Non-bank lending from debt funds, insurance companies and pension funds has become an important source of capital. There have been large inflows of non-bank capital to the market, combined with an appetite from high net worth and institutional investors. Low growth rates in many developed countries have meant a short-term imbalance between demand and supply of investment. Therefore, accessing the right deals for large institutional investors has been of primary importance with many fully staffing their investment teams in local markets. The debt funds space remains fragmented and until market volumes return, it is likely smaller debt fund players will be forced to adopt a niche approach while the larger players compete for the higher value deals.

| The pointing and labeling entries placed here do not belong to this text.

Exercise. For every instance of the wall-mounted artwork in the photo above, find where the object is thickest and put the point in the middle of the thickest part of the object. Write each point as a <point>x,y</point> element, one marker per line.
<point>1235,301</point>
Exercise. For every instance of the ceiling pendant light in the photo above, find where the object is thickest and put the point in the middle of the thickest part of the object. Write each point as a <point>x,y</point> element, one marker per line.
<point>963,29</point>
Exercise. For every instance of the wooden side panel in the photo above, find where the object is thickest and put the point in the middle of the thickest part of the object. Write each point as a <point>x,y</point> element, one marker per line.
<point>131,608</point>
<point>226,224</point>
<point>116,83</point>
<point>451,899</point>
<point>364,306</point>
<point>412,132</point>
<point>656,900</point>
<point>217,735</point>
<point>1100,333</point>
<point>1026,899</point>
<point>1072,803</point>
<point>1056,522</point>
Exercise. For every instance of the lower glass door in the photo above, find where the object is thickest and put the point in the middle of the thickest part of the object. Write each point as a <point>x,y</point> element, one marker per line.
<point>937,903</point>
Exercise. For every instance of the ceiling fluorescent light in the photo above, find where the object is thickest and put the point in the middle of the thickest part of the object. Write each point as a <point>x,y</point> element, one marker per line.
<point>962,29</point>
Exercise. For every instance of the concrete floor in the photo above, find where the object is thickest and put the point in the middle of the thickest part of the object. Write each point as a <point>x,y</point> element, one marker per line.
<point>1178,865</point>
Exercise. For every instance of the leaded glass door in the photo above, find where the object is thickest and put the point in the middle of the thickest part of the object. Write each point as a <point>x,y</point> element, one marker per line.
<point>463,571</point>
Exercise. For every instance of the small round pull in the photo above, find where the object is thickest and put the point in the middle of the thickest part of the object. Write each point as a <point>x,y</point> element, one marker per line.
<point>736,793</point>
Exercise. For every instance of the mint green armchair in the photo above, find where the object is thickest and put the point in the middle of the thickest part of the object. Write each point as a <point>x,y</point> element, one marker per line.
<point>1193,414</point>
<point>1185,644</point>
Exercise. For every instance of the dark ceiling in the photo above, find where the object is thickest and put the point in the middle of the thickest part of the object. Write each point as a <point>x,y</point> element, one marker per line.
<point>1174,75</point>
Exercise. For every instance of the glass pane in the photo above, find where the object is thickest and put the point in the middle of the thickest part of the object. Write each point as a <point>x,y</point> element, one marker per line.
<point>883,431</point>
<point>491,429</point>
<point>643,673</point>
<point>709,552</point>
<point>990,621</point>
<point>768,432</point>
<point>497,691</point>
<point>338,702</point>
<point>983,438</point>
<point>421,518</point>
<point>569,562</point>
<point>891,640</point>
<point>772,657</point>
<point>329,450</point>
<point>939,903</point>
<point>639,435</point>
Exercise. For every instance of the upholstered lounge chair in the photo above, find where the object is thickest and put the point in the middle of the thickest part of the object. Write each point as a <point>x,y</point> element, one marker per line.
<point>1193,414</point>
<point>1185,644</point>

Europe accounts for more than half of the total capital raised globally in the infrastructure debt fund market, with many new funds now predominantly focused on debt as opposed to a mix of debt and equity. Allianz Global Investors, for instance, recently structured a debt fund to focus solely on UK infrastructure. The bulk of investors in infrastructure debt are public pension funds (c.20%), insurance companies (c.17%) and private sector pension funds (c.11%) – institutions looking to match stable, long-term returns to their own long-term liabilities. We expect non-bank lending volumes to grow as a share of the overall market, driven by capital considerations placed on banks for long-term lending, growth platforms created by institutional investors and the growing availability of this credit source.